In Baracoa, on the eastern tip of Cuba, is the ‘Cruz de la Parra’—a cross made from parts of a Crucifix planted by Christopher Columbus. The relic is now swathed in silver to protect it from visitors who break off bits as souvenirs. Celebrated for having failed to discover new trade routes to China that could circumvent the treachery of the Old Silk Roads, Columbus inadvertently fashioned a new convoy system—the ‘Spanish Silver Fleet’ linking Andalucía to ‘El Dorado’. These silver galleons transported lumber, gold, gems, pearls, spices, feathers for fashion, tobacco, and other exotic commodities to and from ports in Portobello, Havana, Cartagena, Veracruz, and Seville.

Xi Jinping’s One Belt One Road will now connect the Old Silk Roads to El Callao, Manta, and Taltal. Manufactured goods from China Inc, once displaced the Atlantic as the Mare Nostrum of international trade with Pacific Coast ports in Seattle, Tacoma, Oakland, and Long Beach stifling East Coast ports like New York (NY), New Jersey (NJ), Baltimore, Savanah, and Charleston.

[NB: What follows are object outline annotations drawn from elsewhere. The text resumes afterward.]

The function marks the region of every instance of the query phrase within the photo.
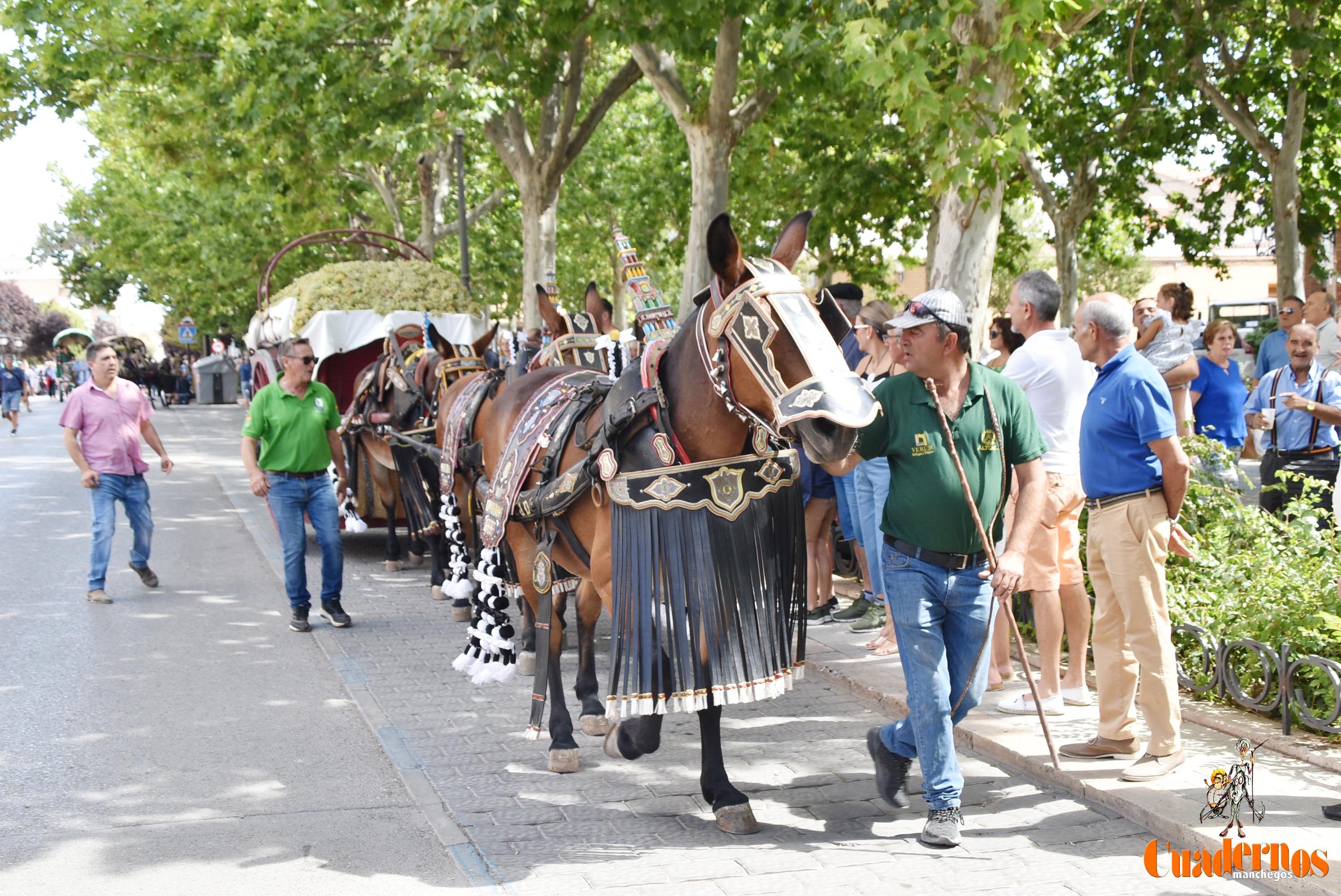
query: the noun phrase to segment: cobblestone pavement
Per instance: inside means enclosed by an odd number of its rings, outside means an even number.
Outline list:
[[[237,425],[231,409],[192,420],[207,451],[211,436]],[[213,463],[221,478],[240,475],[236,455]],[[750,795],[759,834],[717,830],[699,793],[691,716],[669,716],[661,750],[637,762],[607,758],[598,738],[579,731],[581,770],[552,774],[547,736],[522,734],[531,679],[477,688],[452,671],[465,625],[429,598],[426,570],[386,573],[382,543],[375,530],[346,534],[343,602],[355,625],[333,630],[319,621],[315,633],[345,681],[375,696],[394,728],[393,761],[422,770],[506,892],[1267,892],[1226,880],[1153,879],[1141,862],[1147,830],[974,755],[961,755],[963,846],[925,846],[917,841],[920,797],[897,811],[874,795],[865,732],[886,719],[814,677],[723,718],[727,771]],[[308,574],[319,575],[315,546]],[[279,606],[282,597],[275,600]],[[607,630],[602,620],[602,676]],[[571,695],[573,652],[563,667]],[[911,787],[919,786],[915,766]]]

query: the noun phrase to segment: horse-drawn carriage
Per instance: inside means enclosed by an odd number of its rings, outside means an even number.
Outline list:
[[[327,264],[271,296],[270,278],[280,258],[312,243],[377,245],[402,260]],[[463,369],[452,363],[461,355],[469,358],[469,369],[483,368],[472,343],[484,330],[485,321],[460,280],[388,235],[308,235],[276,254],[261,276],[245,338],[252,382],[260,389],[279,378],[279,353],[288,341],[311,342],[318,358],[314,378],[343,409],[341,435],[353,492],[342,496],[346,526],[357,518],[386,527],[388,569],[402,562],[397,524],[409,530],[412,565],[422,563],[440,527],[436,467],[401,436],[430,436],[437,378]],[[437,563],[434,579],[441,581]]]

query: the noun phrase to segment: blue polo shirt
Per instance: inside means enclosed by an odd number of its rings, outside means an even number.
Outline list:
[[[1098,369],[1081,414],[1081,486],[1090,498],[1125,495],[1164,482],[1148,443],[1176,429],[1164,377],[1126,346]]]
[[[1275,370],[1267,372],[1258,388],[1248,396],[1243,405],[1243,416],[1257,413],[1266,408],[1271,397],[1271,384],[1275,382]],[[1322,397],[1318,397],[1318,386],[1322,386]],[[1329,423],[1318,421],[1318,437],[1309,444],[1313,433],[1314,416],[1307,410],[1291,410],[1281,400],[1286,392],[1298,392],[1301,398],[1321,401],[1333,408],[1341,405],[1341,374],[1336,370],[1324,370],[1317,361],[1309,368],[1307,382],[1299,384],[1294,378],[1294,370],[1289,366],[1281,369],[1281,385],[1275,390],[1275,429],[1266,433],[1267,448],[1277,451],[1306,451],[1307,448],[1336,448],[1337,428]]]
[[[1252,378],[1261,380],[1270,370],[1279,370],[1290,366],[1290,350],[1285,347],[1290,334],[1285,330],[1273,330],[1258,346],[1258,362],[1252,368]]]

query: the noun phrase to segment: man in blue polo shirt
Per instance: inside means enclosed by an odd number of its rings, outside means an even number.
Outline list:
[[[1081,357],[1098,368],[1081,417],[1098,734],[1061,752],[1080,759],[1140,757],[1122,778],[1153,781],[1183,765],[1164,561],[1169,551],[1189,554],[1176,520],[1191,465],[1175,436],[1168,386],[1130,345],[1126,299],[1113,292],[1086,299],[1075,315],[1075,342]],[[1144,755],[1136,732],[1137,680],[1151,730]]]
[[[1273,334],[1274,335],[1274,334]],[[1341,374],[1317,361],[1318,330],[1311,323],[1297,323],[1286,341],[1289,362],[1267,372],[1258,384],[1243,414],[1248,427],[1266,433],[1262,455],[1262,510],[1277,512],[1299,487],[1266,488],[1277,483],[1278,472],[1298,472],[1326,482],[1336,479],[1337,406],[1341,405]],[[1274,414],[1263,410],[1274,409]],[[1318,503],[1332,503],[1330,490]]]
[[[1257,389],[1257,384],[1267,373],[1279,370],[1290,363],[1290,350],[1285,347],[1285,339],[1290,333],[1290,327],[1295,323],[1303,323],[1303,299],[1297,295],[1287,295],[1281,299],[1277,321],[1279,321],[1277,329],[1267,333],[1266,338],[1262,339],[1262,345],[1258,346],[1257,363],[1252,366],[1254,389]]]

An expanded Panama Canal has reversed this imbalance. Ships now cross the isthmus and head for Norfolk and Miami. The Bayonne Bridge was raised to 215 feet to allow the Port of New York and New Jersey to welcome larger, more efficient vessels. By 2020, ten per cent of container traffic will shift to the East Coast Ports serving huge consumer hubs like Chicago, Detroit, Columbus, and Memphis. The Port Authority of NY & NJ makes New York blossom into one of the most opulent cities in the world. Businesses clamour to locate there, hoping to reap the windfall of profits that being close to this port can bring.

In doing so, these enterprises support 400,000 jobs amounting to nearly $25.7 billion in annual wages. Many of these jobs are apportioned to a variety of skilled trades. Meanwhile the port generates close to $8.5 billion in federal, state and local tax revenues.

San Antonio port in Chile has allocated $40M for dredging and a further $400M for storage. The Posorja Port in Ecuador invested $530M to accommodate postpanamax vessels. Buenaventura Port in Colombia is dredging its canal, improving wharves, installing postpanamax gantry cranes and RDT yard cranes, all to the tune of $80M. Cartagena invested $800M to make its port neopanamax ready.

Caucedo in the Dominican Republic is investing $30M to take advantage of the Las Américas International Airport and the Caucedo Logistics Park and to increase its share of inter-American container cargo transport, redirecting cargo from Argentina, Uruguay, and southern Brazil.

Freeport Container Port (FCP) in the Bahamas has dredged its port. Upon completion of the $250M Phase V Development, FCP will have a total quay length of 1,536 metres, a yard area of 63 hectares, a depth alongside of 15.5 metres, nine post-Panamax cranes and one super-post-Panamax quay crane. The Jamaican, Kingston Freeport Terminal can now accommodate extra-large container ships with the completion of upgrades on section one of the Kingston Container Terminal.

Stage two of the upgrade on the south terminal is to be completed by this year at a cost of $150M. These upgrades along with new gantry cranes and cargo handling equipment will position Jamaica to benefit from increased transshipment business.

The Fukushima nuclear disaster has accelerated changes in Japan’s energy matrix. Production of gas from shale formations in the Gulf of Mexico has seen growth in top-off transfers of Liquid Petroleum Gas (LPG) from larger vessels outside the Canal to those that can pass through the waterway transporting LPG to Japan.

Today, top-off operations are reduced as LPG transport ships with a capacity in excess of 6M cubic feet of gas and VLGC-type tanker vessels traverse the new ‘Green Route’ taking the least polluting fossil fuel through the Canal.

ExxonMobil, Hess, China National Offshore Oil Corporation-Nexen operating offshore Guyana at the Pacora-1 well discovered an oil-bearing sandstone reservoir. Pacora will boost Guyana’s production to more than 500,000 b/d of oil once it and Payara come online. Pacora-1, Payara and Liza will be developed using a floating, production, storage, and offloading vessel. Undoubtedly, since the Spanish West Indies, the unravelling of port economics and global supply chains remains a rich passage to competitiveness and prosperity.